One of the most basic principles of photography is to get the photo in sharp focus. It makes sense, then, that there is nothing harder and more frustrating than trying to shoot a moving target!
This problem is never more obvious than in sports photography. Athletes dart around the playing field with lightning quick moves – a juke left, a shift to the right, and all you as the photographer have to show for it is a blurry photo. But then you see the sports magazines with awe-inspiring photographs. How do they do that?
Let’s begin with the basics: know your camera. Know where all the dials and buttons are without fumbling for them. Know your camera functions so well you can change settings in a dark room. If you are on the sidelines trying to figure out how to change the f/stop, the big moment of the game will come and go and you'll have nothing to show for it but frustration.
In addition to understanding your camera, it’s also helpful to know the sport you are shooting. Try to anticipate the action. If it is baseball and the runner is on first base, is this a good time in the game for a sacrifice bunt or a stolen base? If you think a steal is on, pre-focus on second base. Keep your ISO high and your aperture wide open (like at f/2.8) to separate your subject from the background. This will help to keep your shutter speed high (around 1/250 or faster) to freeze the action. The more you can develop your instincts for the game, the better your chances that you will be in the right place at the right time.
Check your camera manual ahead of time and have it set to continuous or burst mode. Press down the shutter and fire off shots in rapid succession without ever taking your figure off the shutter. The camera sounds like a machine gun. This is where frames per second numbers become relevant. The higher the frames per second rate, the better chance you have of capturing a tack sharp sports photo somewhere in the sequence. Burst mode can be a drain on your battery, so make sure you have extras handy and fully charged.

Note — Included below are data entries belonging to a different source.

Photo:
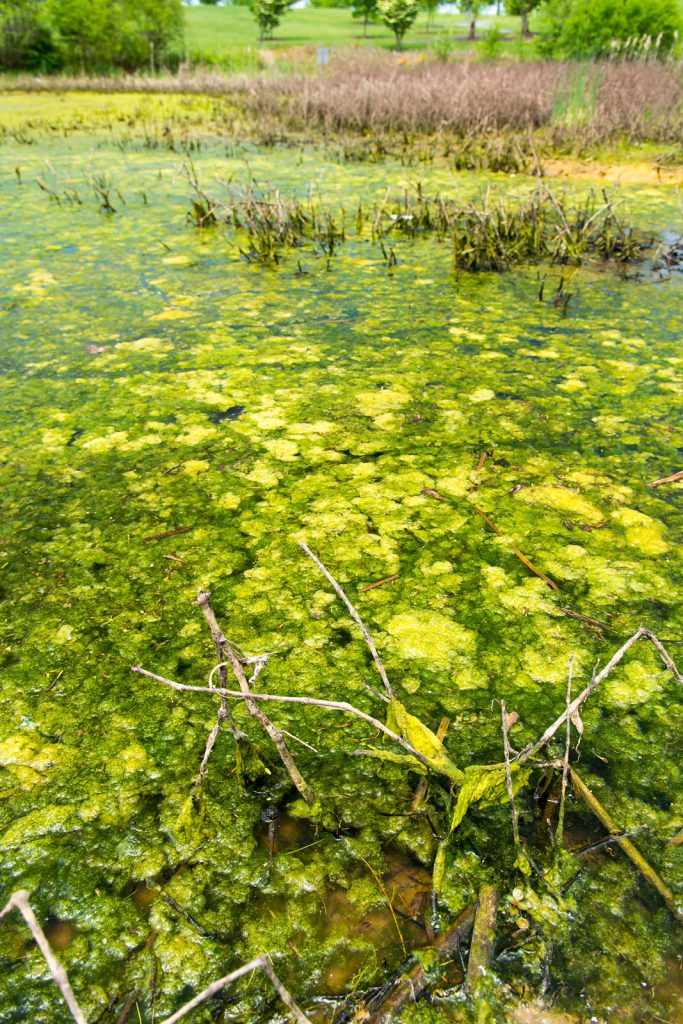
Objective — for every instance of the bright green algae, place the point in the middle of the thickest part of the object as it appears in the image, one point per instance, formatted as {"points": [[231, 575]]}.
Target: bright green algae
{"points": [[154, 382]]}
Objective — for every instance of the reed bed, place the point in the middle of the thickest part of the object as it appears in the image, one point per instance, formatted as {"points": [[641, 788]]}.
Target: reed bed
{"points": [[376, 95]]}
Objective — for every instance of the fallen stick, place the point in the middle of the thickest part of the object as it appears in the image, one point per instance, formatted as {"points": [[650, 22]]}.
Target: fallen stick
{"points": [[571, 710], [630, 850], [565, 765], [355, 616], [380, 583], [421, 791], [587, 620], [483, 936], [225, 652], [19, 901], [522, 557], [508, 774], [312, 701], [258, 964], [667, 479], [413, 979]]}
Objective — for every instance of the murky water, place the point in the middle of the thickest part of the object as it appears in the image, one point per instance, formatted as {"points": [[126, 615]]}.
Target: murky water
{"points": [[174, 418]]}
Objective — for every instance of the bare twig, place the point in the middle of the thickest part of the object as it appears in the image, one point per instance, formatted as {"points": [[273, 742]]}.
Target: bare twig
{"points": [[226, 653], [19, 901], [421, 791], [508, 774], [258, 964], [483, 937], [380, 886], [630, 850], [531, 749], [354, 615], [312, 701], [565, 767], [519, 554]]}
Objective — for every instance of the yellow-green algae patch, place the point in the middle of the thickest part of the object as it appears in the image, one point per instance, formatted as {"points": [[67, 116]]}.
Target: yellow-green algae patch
{"points": [[146, 457]]}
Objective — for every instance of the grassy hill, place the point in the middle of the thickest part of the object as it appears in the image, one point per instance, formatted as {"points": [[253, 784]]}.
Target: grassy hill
{"points": [[229, 34]]}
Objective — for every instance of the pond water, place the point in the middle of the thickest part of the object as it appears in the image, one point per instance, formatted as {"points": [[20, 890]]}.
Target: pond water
{"points": [[174, 418]]}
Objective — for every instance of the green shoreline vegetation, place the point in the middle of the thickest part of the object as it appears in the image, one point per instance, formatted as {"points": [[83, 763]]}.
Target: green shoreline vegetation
{"points": [[335, 348]]}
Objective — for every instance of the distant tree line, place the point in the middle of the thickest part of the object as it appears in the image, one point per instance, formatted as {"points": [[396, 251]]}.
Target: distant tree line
{"points": [[568, 28], [92, 36], [96, 36]]}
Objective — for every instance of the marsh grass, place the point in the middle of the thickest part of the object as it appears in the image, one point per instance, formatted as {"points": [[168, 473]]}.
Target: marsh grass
{"points": [[493, 115], [493, 233]]}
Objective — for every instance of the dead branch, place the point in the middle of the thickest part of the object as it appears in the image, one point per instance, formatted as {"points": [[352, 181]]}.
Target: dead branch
{"points": [[572, 709], [223, 716], [508, 775], [483, 936], [520, 555], [258, 964], [312, 701], [226, 653], [355, 616], [19, 901], [630, 850], [565, 767], [381, 1007]]}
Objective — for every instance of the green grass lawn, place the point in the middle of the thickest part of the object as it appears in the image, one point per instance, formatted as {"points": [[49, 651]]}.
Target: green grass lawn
{"points": [[227, 33]]}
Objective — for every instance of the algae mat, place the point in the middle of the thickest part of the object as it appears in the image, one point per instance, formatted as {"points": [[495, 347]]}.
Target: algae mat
{"points": [[174, 418]]}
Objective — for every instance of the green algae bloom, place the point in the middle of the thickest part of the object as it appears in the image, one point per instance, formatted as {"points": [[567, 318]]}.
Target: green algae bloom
{"points": [[174, 418]]}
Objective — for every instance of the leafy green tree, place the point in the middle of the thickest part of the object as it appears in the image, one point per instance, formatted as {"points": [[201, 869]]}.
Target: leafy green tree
{"points": [[522, 8], [593, 28], [27, 41], [267, 14], [430, 6], [398, 15], [471, 7], [88, 31], [153, 32], [366, 9]]}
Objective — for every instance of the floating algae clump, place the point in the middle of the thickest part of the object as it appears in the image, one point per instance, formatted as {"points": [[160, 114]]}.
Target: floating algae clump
{"points": [[430, 636], [334, 402]]}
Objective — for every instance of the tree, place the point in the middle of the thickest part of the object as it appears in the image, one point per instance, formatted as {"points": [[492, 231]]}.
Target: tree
{"points": [[594, 28], [367, 9], [267, 14], [472, 7], [522, 7], [88, 30], [397, 15], [153, 29], [26, 38]]}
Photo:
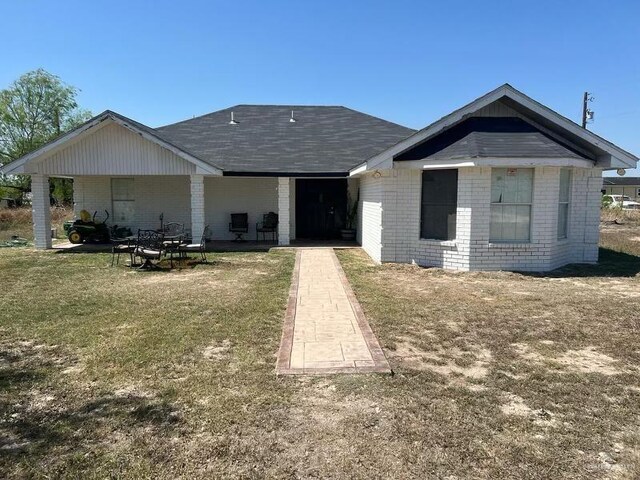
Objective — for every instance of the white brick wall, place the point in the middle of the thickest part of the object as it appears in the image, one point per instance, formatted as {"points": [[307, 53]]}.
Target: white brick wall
{"points": [[284, 205], [370, 216], [171, 195], [400, 233], [40, 210]]}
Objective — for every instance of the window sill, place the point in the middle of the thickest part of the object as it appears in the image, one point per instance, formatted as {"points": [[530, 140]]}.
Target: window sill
{"points": [[439, 243]]}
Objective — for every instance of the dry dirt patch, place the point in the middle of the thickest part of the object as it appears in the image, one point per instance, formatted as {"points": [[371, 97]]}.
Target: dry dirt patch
{"points": [[451, 362], [585, 360]]}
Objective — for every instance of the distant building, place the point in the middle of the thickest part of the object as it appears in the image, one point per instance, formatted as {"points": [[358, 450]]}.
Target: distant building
{"points": [[629, 186]]}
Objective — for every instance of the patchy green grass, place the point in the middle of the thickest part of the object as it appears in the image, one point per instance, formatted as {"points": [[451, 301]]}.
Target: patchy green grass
{"points": [[107, 372], [505, 375]]}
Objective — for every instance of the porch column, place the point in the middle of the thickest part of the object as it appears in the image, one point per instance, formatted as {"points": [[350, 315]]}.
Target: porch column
{"points": [[41, 212], [283, 211], [197, 207]]}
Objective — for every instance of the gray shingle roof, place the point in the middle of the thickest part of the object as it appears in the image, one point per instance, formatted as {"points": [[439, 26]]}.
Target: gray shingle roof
{"points": [[490, 137], [323, 139]]}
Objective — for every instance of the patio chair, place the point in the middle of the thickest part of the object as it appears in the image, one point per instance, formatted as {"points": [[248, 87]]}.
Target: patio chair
{"points": [[173, 238], [239, 225], [269, 224], [122, 246], [149, 247], [196, 247]]}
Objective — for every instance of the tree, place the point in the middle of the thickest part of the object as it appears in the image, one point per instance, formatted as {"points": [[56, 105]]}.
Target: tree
{"points": [[35, 109]]}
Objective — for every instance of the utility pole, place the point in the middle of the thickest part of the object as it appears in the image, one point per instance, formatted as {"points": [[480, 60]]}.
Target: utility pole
{"points": [[586, 113]]}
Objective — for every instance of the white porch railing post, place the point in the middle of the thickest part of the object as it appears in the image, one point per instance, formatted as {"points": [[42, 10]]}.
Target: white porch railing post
{"points": [[40, 206], [197, 207], [283, 211]]}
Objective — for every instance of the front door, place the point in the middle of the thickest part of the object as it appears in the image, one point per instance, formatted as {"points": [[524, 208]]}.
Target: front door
{"points": [[321, 207]]}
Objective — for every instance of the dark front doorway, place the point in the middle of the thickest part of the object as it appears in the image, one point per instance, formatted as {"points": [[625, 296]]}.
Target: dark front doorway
{"points": [[321, 207]]}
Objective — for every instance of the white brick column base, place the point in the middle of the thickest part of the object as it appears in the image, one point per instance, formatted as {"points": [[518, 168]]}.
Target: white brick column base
{"points": [[283, 211], [41, 211], [197, 207]]}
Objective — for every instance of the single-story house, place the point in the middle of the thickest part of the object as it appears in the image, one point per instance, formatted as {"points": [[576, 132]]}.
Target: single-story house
{"points": [[503, 183], [629, 186]]}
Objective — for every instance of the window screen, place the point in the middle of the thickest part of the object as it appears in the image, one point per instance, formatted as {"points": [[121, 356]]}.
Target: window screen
{"points": [[564, 199], [511, 199], [123, 200], [439, 203]]}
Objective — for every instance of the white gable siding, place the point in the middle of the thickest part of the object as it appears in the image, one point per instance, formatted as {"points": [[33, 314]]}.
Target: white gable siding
{"points": [[370, 216], [114, 150]]}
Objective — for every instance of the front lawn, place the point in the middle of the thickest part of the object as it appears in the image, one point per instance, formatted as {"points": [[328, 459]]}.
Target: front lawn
{"points": [[106, 371]]}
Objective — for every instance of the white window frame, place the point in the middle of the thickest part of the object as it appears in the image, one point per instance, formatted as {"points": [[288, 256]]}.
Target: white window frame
{"points": [[501, 205], [130, 199], [564, 204]]}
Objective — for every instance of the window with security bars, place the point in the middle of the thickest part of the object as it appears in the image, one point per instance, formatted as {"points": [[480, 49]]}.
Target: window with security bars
{"points": [[439, 204], [511, 201]]}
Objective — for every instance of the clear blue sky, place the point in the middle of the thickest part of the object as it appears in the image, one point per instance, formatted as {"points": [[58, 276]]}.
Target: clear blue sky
{"points": [[406, 61]]}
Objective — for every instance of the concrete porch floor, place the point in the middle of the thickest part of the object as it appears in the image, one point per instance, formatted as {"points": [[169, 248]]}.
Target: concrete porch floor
{"points": [[217, 246]]}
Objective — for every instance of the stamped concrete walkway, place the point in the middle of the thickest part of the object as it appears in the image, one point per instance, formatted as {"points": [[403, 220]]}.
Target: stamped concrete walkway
{"points": [[325, 330]]}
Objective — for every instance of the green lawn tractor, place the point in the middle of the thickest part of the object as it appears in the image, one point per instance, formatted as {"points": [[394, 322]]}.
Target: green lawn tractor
{"points": [[87, 229]]}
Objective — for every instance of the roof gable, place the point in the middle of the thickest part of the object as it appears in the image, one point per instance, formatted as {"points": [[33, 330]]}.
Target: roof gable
{"points": [[264, 140], [490, 137], [546, 120], [27, 163]]}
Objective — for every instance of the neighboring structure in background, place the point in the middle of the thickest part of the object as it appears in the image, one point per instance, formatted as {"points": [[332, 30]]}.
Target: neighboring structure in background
{"points": [[503, 183], [629, 186]]}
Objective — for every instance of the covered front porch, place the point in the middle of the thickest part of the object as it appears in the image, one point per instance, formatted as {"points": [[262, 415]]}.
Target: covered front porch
{"points": [[310, 210]]}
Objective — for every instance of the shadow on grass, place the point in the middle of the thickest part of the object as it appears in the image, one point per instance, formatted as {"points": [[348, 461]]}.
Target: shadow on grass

Most DSLR’s have four focusing modes – manual, auto, single or continuous. Select C on a Nikon for AF-Continuous – that’s where the camera constantly tracks focus as the subject moves. (On a Canon it’s called AI Servo or AF.) As soon as you press down on the shutter, the camera begins to focus. As it detects the subject’s movements, it keeps refocusing. You still might get some photos out of focus, but one of them should be tack sharp. And switch from multi-point to single point focusing. This tells your camera to focus on what is in the center rather than trying to keep everything in the frame sharp. You tell the camera what to focus on (such as an athlete’s eyes) rather than having the camera make that decision.